Прошло почти два месяца, и в Оллингтоне настало время рождественских праздников. Смею предположить, что в Большом и Малом оллингтонских домах не предполагалось проводить торжество шумно и весело. Рана, полученная Лилианой Дейл, была из числа тех, от которых нескоро оправляются, поэтому все семейство ощущало на сердце тяжесть, делающую невозможным любое веселье. Что касается самой Лили, то надо сказать, что она со всем мужеством, которое только можно ожидать от женщины, переносила свое несчастье. В первую неделю она стояла, как дерево, которое сопротивляется ветру и скоро должно разлететься в щепки, потому что не хочет гнуться. В течение этой недели спокойствие Лили пугало ее мать и сестру. Она выполняла все домашние обязанности, прогуливалась по деревне и в первое воскресенье показалась в церкви на своем месте. По вечерам Лили садилась за книгу, удерживая слезы, и выражала легкий гнев на мать и сестру, когда замечала, что они смотрели на нее с особенным беспокойством.
– Мама, пусть все будет так, словно ничего не случилось, – сказала она.

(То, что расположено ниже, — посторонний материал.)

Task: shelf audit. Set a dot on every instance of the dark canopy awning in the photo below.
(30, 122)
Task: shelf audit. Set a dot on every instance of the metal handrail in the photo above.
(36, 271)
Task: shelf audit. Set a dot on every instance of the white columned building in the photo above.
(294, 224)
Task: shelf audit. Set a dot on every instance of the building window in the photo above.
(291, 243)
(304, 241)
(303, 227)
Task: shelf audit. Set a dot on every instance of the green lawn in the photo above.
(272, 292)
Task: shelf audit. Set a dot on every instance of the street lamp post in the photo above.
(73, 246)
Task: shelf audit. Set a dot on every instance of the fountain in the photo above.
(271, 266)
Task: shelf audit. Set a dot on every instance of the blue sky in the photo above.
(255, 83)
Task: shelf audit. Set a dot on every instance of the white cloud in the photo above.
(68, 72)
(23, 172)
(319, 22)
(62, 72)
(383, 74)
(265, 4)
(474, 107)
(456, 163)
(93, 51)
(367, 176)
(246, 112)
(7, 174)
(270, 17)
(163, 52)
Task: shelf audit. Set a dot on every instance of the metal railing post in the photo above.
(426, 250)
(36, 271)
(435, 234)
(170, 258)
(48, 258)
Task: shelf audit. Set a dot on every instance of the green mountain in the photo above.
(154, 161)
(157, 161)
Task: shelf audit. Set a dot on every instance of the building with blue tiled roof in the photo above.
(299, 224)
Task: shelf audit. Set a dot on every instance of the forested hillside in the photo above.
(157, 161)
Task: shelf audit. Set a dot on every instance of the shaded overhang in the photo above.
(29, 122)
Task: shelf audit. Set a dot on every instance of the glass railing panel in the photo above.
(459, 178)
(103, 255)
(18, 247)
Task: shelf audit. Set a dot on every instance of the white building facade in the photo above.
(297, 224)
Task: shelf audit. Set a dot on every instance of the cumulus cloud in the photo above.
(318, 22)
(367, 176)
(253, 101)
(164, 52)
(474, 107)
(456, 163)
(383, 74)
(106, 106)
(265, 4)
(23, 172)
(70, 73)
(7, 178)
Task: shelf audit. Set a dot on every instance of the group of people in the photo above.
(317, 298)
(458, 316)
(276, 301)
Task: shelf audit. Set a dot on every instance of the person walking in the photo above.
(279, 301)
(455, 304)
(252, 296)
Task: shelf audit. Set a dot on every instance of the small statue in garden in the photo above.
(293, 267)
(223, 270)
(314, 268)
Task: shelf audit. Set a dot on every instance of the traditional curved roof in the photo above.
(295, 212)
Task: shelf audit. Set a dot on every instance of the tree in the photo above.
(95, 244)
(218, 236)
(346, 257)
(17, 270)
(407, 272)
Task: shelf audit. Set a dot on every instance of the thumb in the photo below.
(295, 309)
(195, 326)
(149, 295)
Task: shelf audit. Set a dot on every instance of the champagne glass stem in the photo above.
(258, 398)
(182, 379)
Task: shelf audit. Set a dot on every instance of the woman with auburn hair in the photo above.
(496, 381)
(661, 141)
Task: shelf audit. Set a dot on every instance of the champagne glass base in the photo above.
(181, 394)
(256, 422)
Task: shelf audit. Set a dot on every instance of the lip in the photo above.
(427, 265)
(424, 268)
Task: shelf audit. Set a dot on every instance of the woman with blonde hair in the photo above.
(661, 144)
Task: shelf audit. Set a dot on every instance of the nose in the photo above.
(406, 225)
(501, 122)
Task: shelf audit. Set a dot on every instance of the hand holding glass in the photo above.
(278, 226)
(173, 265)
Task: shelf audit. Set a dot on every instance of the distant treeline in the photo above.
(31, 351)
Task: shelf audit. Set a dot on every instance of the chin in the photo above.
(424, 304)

– Ах, милая! Если бы это было возможно!
– Боже упаси, чтобы это было возможно ощутить сердцем, – отвечала Лили, – но внешне изобразить это очень даже возможно. Я чувствую, что вы выказываете мне гораздо более нежности, чем прежде, и это меня огорчает. Мне было бы несравненно лучше, если бы вы бранили меня за леность.
Но ее мать не могла обращаться с Лили так, как, может, обращалась бы с ней, если бы на нее, бедняжку, не обрушилось такое тяжелое горе. Она не могла перестать бросать на младшую дочь тревожные взгляды, которые показывали Лили, что на нее смотрят, как на смертельно раненную лань.
В конце первой недели Лили склонилась под бременем своей горести.
– Мне не хочется вставать, Белл, – сказала Лили однажды поутру. – Я нездорова. Я лучше полежу здесь одна. Пожалуйста, не поднимай из-за этого шум. Я глупа и сумасбродна и от этого захворала.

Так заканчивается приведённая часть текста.